Always The Ache, right underneath my lungs, in the pit of my gut, the ache of what that means and the grief of moving on, of love, of knowing: No more babies. No more nursing quietly in the night. No more flour sack of milk-drunk baby bliss. No more gummy smiles. No more tiny diapers. No more baby clothes. No more crib. No more baby wearing. No more new baby smell. No more of the millions of moments that knit your heart so completely to another small soul.
The season of having babies – the one that so radically changed me – is over. I’m okay with that. Most days, I’m even very happy about it, relieved perhaps. It’s an intense season of life, make no mistake. We’re ready for this new season, looking forward with anticipation to new things. Other days, it’s hard.

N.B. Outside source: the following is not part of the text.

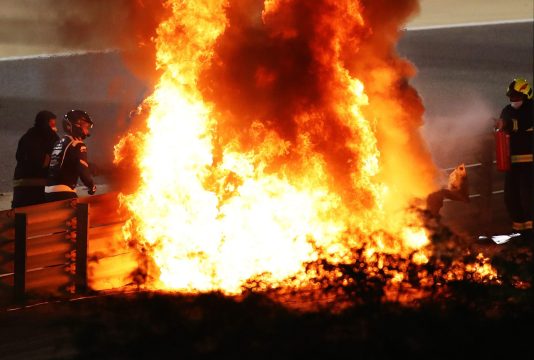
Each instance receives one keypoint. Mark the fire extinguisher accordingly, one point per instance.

I know we like to pretend like we can have everything all at once. It’s a nice illusion. But there are transitions in our lives: times for certain seasons and times when those seasons end. Are we happier for pretending that we can have everything anytime we like? Or are we better when we acknowledge the end of one chapter of our lives, grieve and sing and give weight to the passing of it, and move forward? To everything, there is a season.
I am starting to think that, no matter how many children we have, no matter the reasons why, no matter how old we are, when you’re done having babies, we always carry The Ache.
I have a friend who had six children, and she said that she had The Ache when they were done. I have other friends who had two, who had The Ache. Other friends who had four or five or six. I have friends who are in their thirties with toddlers, in their forties with teenagers, other women in their fifties and menopausal, and they still talk about The Ache: I miss that still, they say wistfully. That was a nice time in my life.
I don’t know that we ever lose that ache. I don’t know if we ever get rid of it. I don’t know if we should. Maybe it’s meant to be there with us. So I’m learning to live with The Ache now.
I’m learning to let it be there, part of me, probably always a part of me, without justification or change of circumstance. When you have been given the tremendous gift of being able to have a baby, to give birth to that baby, to love that baby, it marks you. It should, perhaps, and so this season has marked more than just my stretched-out body, it has marked my soul.
The Ache reminds me of the great and terrible beauty I have seen, of what love I have experienced, of the sorrow and brokenness of loss, of all the love that is still here, of the wonder and miracle of life, of the sweetness of co-creation, of the labour and release, of transcendence.
Praise God, my babies are growing up and that is its own joy and beauty. I’ll miss toddlers in the same way, I’ll miss preschoolers, I’ll miss their kindergarten self, their Grade Two self, as well, and so on through their lives.
Right now, the Ache is for no more babies in my life. This was a beautiful time in my life, please notice that it’s changing.But the Ache changes and grows as we move through our years, I imagine, perhaps in proportion to the life we live, the love we gather and give. Someday, I’ll miss these very days, talk about them with the same language, perhaps.
And in another few years, the blink of an eye, I’ll be sitting in a house, alone: the laundry will be done at last, the house will be clean – and it will stay clean, and the floors will be quiet, no one will be asking me for anything at all, my time will be my own, and I will feel the full weight of The Ache for which I’ve been holding vigil at last.
It’s simply the Ache of time passing, because this is what time does, and our souls are noticing the passing of a season, and it’s okay. It’s okay to let it Ache. It means we’re living and it means we’re loving our life as it stands, loving it enough to notice a transition away.
I am making my peace with The Ache, holding a bit of space for its presence in my life today. Someday it will be my old friend.